We went through the tapioca in record time and he'd made multiple loads of it. Heck, we had it for breakfast two mornings in a row and it was great.
I was surprised to discover that his new double boiler was sitting out in the open in the kitchen afterwards. Felix usually views with utter horror the very idea that I will use his new implements with my Oscar ways. It is much more usual for him to hide "the new thing" so I won't ruin it. I got him a beautiful German bread knife a few years ago and he immediately hid it, worried that I would dull it with my own "use any knife for any purpose" mind bent. It is true that I will just as likely slice open a UPS package as a loaf of bread with that knife. For this reason I have no idea where he stashes his shaving razor as he is convinced I would cause him to slice open his face after "borrowing" his razor. So why is this new double boiler out in the open?
But of course; he knows I could never stand the fussiness and time consuming nature of using such a cooking implement. I am the uncrowned Microwave Queen who thinks of cooking something as the number of minutes of zapping required. Would I ever patiently stir tapioca over the stove, stirring and stirring the mixture in a double boiler? Mystery solved.
Filomena, his mother, died a little over a year ago. One thing she always made for him was a big bowl of his own custard. He would go through one of these big bowls in record time. This went on decade after decade. The tapioca is very close to being like that custard. There is something about pudding that always reminds one of being a child, of the sweet comfort of such a food. As William Faulkner said, The past is never dead. It's not even past.

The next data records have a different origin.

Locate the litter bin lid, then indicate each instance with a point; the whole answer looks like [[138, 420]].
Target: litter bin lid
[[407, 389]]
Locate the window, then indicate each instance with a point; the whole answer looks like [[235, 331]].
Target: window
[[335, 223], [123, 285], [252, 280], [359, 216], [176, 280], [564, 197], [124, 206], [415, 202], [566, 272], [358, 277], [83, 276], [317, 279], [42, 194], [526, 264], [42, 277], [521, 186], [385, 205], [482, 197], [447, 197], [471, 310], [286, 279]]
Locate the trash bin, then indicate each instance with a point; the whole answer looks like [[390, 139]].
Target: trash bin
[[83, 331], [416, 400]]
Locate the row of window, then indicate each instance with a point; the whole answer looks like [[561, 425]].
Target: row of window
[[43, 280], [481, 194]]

There is an ultimate Felix kitchen story. The first year we were married I returned to our apartment after visiting a friend. Felix met me at the door. "Now stay calm, don't get upset," he said. Have such words ever calmed anyone down? He pulled me into the kitchen and the dishwasher was open. Every piece of my silver was in the dishwasher and it looked like it was 200 years old. I had never seen such thick tarnish.
"I wanted to get it really clean so I threw bleach in the dishwasher with it." He held up one piece he'd been holding and it looked normal. "I already used silver polish on one. It takes awhile but it does come off. It's going to take me a couple of weeks but it will all look fine."
It took months but I eventually did get all of my silver restored to me. Ever since he has been a sparing user of bleach and will not use it in any clothes wash at all. I saw him fighting mildew with it one day but he has to be desperate to drag it out.
He is not the only fool with bleach though. I am still a figure of some amusement here because I had to call 911 to get the rescue squad out here because I'd used vinegar on an art project after having used bleach on it. Vinegar stops the effects of bleach. It also can cause gas vapors in combination which have you tearing up, choking and so forth. They can be quite deadly. I was trying to get a "burn out" effect on this shirt and almost burned out my lungs instead, not to mention the condo itself. It was beyond embarrassing to see the rescue workers standing over my shirt where I'd thrown it out in the front yard. It took me about six months to live that one down and Felix enjoyed telling anyone who hadn't been around what I had done. So I can't say I haul out bleach much these days either.
As I close this entry out, I must say I am really hungering for another load of Felix tapioca. I have become a convert.